Il a beaucoup été question d’engagements dans les heures qui ont précédé la rencontre, vendredi, entre des représentants de l’Assemblée des Premières Nations et le gouvernement conservateur. Mais l’engagement fondamental, c’était encore que le premier ministre y soit. Pour de bon. Ce fut finalement, et heureusement, le cas.
Il n’y a pas de mal à changer d’avis et à accepter des rendez-vous qu’on a un jour refusés. Prenons comme exemple le sommet de Kelowna, que nous ont si souvent rappelé ces jours-ci les leaders autochtones.

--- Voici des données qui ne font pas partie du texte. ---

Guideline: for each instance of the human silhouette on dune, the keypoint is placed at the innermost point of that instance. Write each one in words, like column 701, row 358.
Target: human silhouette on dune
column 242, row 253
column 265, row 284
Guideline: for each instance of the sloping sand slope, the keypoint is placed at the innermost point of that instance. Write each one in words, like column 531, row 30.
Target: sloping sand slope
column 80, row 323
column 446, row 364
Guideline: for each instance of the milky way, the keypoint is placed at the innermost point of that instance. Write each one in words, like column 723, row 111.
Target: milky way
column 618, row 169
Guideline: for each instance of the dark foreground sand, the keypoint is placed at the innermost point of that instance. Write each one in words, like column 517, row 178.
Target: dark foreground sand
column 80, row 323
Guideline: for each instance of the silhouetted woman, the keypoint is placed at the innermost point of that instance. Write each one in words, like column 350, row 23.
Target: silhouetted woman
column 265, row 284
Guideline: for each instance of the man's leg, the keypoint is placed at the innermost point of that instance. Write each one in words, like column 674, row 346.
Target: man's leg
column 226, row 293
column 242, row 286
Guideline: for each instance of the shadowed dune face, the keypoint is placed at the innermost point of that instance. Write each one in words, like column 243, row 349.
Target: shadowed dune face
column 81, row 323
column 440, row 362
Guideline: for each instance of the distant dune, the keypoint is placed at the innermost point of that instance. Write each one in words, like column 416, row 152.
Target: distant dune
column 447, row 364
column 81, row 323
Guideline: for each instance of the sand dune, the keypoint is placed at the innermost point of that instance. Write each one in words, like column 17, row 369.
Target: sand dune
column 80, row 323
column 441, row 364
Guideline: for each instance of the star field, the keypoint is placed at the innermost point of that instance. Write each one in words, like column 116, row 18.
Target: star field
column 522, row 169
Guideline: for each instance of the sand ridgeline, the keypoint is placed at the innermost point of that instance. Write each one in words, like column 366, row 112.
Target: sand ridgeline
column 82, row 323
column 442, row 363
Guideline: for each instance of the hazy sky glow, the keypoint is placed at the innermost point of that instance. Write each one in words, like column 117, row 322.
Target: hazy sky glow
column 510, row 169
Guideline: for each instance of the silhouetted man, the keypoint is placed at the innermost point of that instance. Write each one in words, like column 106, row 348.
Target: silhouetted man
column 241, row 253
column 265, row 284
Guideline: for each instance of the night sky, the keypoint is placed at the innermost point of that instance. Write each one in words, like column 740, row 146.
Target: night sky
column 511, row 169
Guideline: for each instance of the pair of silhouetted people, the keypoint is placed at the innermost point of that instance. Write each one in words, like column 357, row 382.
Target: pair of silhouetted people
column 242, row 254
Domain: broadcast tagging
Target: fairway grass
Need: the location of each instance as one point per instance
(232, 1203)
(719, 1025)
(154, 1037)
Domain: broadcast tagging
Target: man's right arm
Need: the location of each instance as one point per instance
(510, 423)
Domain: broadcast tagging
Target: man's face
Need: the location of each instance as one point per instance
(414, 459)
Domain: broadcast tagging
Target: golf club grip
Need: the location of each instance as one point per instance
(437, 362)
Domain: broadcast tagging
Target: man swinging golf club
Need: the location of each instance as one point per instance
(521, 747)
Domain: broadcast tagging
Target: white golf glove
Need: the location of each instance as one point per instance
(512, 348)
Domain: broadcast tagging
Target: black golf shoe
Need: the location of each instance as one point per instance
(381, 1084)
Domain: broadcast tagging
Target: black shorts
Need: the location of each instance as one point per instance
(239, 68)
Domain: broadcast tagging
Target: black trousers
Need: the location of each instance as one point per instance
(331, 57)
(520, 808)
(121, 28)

Tenu en novembre 2005 à l’instigation de Paul Martin, alors premier ministre libéral, il avait réuni le fédéral, les premiers ministres des provinces et les Premières Nations. Pourtant, à la toute veille de cette rencontre historique, l’Assemblée des Premières Nations du Québec et du Labrador (APNQL) avait annoncé qu’elle n’y participerait pas. Tel qu’expliqué par le chef Ghislain Picard, l’APNQL n’avait que du scepticisme à opposer à la question suivante : une fois le sommet terminé, « quand les beaux discours auront été prononcés et que toutes les photos de circonstance auront été prises, la population des Premières Nations y trouvera-t-elle son compte ? »

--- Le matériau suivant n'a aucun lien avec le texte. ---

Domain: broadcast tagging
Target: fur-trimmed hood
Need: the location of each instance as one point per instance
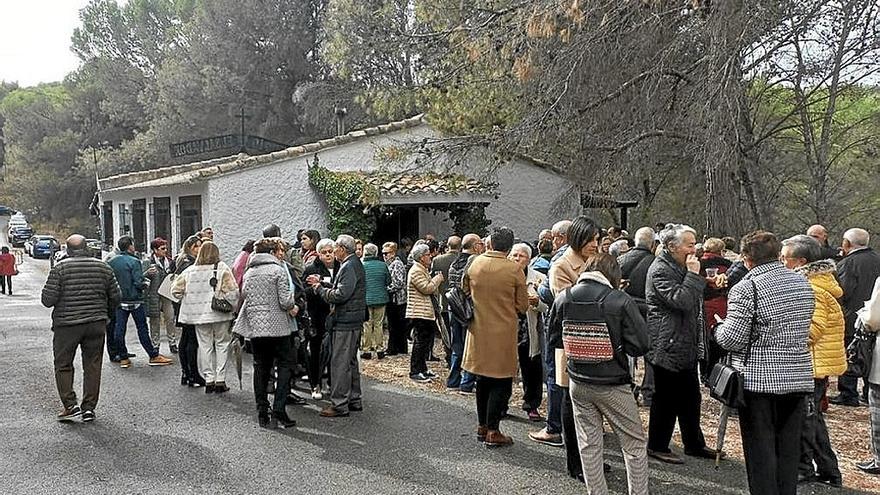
(817, 268)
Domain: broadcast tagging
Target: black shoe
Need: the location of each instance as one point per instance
(835, 481)
(869, 467)
(843, 401)
(263, 419)
(281, 420)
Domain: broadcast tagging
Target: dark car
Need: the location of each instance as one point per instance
(19, 235)
(45, 248)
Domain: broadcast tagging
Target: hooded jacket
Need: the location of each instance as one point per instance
(827, 326)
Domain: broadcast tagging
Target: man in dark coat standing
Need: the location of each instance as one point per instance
(82, 291)
(857, 271)
(348, 299)
(674, 292)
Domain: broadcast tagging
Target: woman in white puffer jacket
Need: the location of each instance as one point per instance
(193, 288)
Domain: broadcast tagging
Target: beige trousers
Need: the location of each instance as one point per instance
(615, 403)
(373, 339)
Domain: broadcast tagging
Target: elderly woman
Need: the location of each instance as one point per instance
(324, 266)
(266, 315)
(529, 342)
(396, 309)
(196, 287)
(309, 240)
(420, 311)
(767, 330)
(674, 293)
(189, 344)
(378, 279)
(600, 381)
(803, 254)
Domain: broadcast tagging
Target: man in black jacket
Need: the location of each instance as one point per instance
(82, 291)
(857, 271)
(675, 300)
(634, 269)
(348, 298)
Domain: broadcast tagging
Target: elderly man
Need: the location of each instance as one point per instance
(348, 297)
(858, 270)
(82, 292)
(803, 254)
(459, 379)
(674, 293)
(634, 269)
(498, 288)
(819, 233)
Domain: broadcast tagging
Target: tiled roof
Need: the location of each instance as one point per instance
(406, 184)
(199, 171)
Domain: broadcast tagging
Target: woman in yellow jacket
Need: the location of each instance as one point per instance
(802, 254)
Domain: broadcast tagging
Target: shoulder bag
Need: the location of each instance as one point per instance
(726, 383)
(218, 303)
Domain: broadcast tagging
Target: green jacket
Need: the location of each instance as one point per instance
(378, 280)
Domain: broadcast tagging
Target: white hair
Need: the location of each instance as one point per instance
(645, 237)
(857, 237)
(525, 248)
(672, 234)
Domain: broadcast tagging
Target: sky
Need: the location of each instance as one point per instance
(35, 39)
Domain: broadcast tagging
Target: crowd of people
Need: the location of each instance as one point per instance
(575, 312)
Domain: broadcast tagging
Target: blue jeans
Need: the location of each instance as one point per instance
(554, 393)
(457, 376)
(140, 321)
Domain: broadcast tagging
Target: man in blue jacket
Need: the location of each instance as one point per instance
(129, 273)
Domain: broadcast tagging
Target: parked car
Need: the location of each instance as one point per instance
(45, 248)
(29, 245)
(19, 235)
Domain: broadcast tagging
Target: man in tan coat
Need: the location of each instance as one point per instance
(498, 288)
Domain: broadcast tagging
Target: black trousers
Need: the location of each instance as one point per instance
(532, 371)
(188, 350)
(397, 328)
(815, 444)
(269, 352)
(676, 397)
(423, 340)
(771, 437)
(569, 437)
(492, 397)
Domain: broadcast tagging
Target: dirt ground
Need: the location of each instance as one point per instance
(848, 426)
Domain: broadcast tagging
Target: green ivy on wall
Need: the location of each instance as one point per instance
(349, 199)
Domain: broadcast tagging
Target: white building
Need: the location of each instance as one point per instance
(237, 195)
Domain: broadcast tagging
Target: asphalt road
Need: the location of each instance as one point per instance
(152, 435)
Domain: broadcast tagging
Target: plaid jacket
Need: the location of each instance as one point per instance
(780, 361)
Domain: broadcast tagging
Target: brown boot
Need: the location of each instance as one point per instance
(495, 438)
(481, 433)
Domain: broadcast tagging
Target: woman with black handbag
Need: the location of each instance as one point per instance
(208, 293)
(768, 320)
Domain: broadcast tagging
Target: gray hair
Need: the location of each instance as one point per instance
(804, 246)
(672, 234)
(616, 246)
(418, 251)
(346, 242)
(325, 243)
(525, 248)
(371, 249)
(645, 237)
(561, 227)
(857, 237)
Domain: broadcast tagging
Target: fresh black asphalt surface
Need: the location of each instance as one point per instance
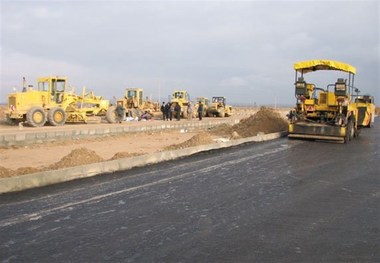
(278, 201)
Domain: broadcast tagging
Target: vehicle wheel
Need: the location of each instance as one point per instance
(111, 114)
(57, 116)
(36, 117)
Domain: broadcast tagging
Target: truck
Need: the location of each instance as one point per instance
(324, 113)
(52, 102)
(219, 107)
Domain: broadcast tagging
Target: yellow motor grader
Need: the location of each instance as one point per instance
(133, 105)
(327, 113)
(51, 102)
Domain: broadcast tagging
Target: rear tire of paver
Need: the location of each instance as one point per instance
(57, 116)
(36, 117)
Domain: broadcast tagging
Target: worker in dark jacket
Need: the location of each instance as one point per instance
(163, 111)
(178, 111)
(200, 111)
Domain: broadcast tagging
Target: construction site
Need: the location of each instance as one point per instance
(64, 153)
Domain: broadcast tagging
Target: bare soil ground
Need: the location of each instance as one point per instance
(49, 156)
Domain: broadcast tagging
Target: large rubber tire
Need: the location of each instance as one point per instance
(36, 117)
(111, 114)
(57, 116)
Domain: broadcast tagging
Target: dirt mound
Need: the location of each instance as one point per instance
(266, 120)
(121, 155)
(199, 139)
(4, 172)
(77, 157)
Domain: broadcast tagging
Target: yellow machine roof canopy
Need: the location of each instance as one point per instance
(314, 65)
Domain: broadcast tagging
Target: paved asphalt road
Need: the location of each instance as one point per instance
(279, 201)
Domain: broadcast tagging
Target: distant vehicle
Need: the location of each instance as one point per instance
(219, 108)
(52, 102)
(182, 98)
(134, 105)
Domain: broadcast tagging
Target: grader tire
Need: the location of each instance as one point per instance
(36, 117)
(350, 131)
(57, 116)
(111, 114)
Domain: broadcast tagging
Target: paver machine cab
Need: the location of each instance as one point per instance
(182, 98)
(324, 113)
(52, 103)
(219, 108)
(133, 104)
(366, 110)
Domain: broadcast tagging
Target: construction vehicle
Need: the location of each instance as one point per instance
(206, 103)
(219, 108)
(366, 110)
(52, 102)
(133, 104)
(324, 113)
(182, 98)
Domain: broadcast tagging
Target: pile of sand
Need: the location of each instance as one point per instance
(199, 139)
(80, 156)
(121, 155)
(265, 121)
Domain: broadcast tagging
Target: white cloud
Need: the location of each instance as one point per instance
(205, 47)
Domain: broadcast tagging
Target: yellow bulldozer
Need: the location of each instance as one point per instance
(52, 103)
(133, 104)
(219, 108)
(326, 113)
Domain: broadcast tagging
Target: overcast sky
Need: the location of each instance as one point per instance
(244, 50)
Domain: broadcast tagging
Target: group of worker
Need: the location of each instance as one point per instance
(173, 110)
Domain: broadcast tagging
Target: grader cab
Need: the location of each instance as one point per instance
(324, 113)
(52, 102)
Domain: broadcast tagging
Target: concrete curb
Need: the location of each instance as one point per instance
(50, 134)
(23, 182)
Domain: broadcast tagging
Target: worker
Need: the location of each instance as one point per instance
(163, 111)
(189, 112)
(167, 111)
(119, 113)
(178, 111)
(200, 111)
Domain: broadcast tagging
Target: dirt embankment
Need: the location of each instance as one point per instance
(264, 121)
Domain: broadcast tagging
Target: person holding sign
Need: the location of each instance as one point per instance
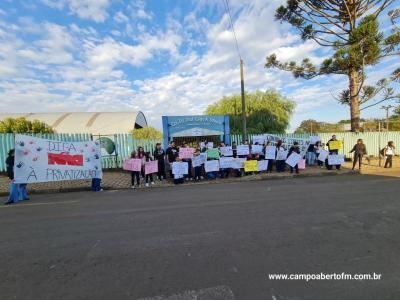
(333, 148)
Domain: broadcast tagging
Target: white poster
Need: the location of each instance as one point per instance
(180, 168)
(281, 155)
(335, 159)
(323, 154)
(257, 149)
(262, 165)
(270, 152)
(243, 150)
(211, 166)
(226, 151)
(226, 162)
(43, 160)
(293, 159)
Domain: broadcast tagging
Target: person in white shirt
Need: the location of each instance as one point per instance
(388, 153)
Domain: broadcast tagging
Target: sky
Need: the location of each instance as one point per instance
(162, 57)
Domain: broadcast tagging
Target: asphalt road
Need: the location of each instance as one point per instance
(206, 242)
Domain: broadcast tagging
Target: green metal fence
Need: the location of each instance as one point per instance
(125, 143)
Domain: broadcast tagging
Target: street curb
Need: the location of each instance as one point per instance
(248, 178)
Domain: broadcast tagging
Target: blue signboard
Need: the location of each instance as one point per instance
(205, 125)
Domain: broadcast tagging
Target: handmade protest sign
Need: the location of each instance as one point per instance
(257, 149)
(44, 160)
(213, 153)
(226, 151)
(151, 167)
(335, 159)
(179, 168)
(270, 152)
(132, 164)
(335, 145)
(198, 160)
(281, 155)
(293, 159)
(323, 154)
(186, 153)
(301, 164)
(211, 166)
(250, 166)
(262, 165)
(243, 150)
(226, 162)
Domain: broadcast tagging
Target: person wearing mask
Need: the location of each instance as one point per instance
(359, 150)
(13, 196)
(332, 152)
(388, 152)
(159, 155)
(172, 154)
(294, 149)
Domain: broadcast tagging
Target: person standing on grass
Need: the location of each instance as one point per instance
(388, 152)
(359, 150)
(159, 155)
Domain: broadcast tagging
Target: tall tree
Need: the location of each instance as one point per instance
(266, 112)
(22, 125)
(351, 29)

Sur l’analyse, c’est M. Picard qui a eu raison. L’accord de Kelowna, qui prévoyait un investissement de 5,1 milliards en faveur des autochtones, n’a strictement rien donné puisque des élections fédérales ont immédiatement suivi, que les conservateurs ont été élus et que Stephen Harper a aussitôt mis de côté cette entente, à laquelle il n’avait jamais cru.
Pourtant, il reste quelque chose de Kelowna : une référence à laquelle se raccrocher des années plus tard. Non, la politique de la chaise vide n’est pas toujours la meilleure. C’est peut-être fort de cette expérience que M. Picard a décidé de participer vendredi à la rencontre avec le gouvernement conservateur. Autant, comme il l’a dit lui-même, profiter de l’occasion qui se présente.
On comprendra que des chefs aient été déchirés quant à leur participation, par crainte d’être récupérés ou de perdre leur temps. Mais réunion il devait y avoir, précisément parce que les manifestations se poursuivaient et que la chef Theresa Spence persistait dans sa grève de la faim. Pour débloquer la situation, il devenait essentiel de garder contact avec le gouvernement fédéral, qui tient quasiment toutes les ficelles du dossier autochtone.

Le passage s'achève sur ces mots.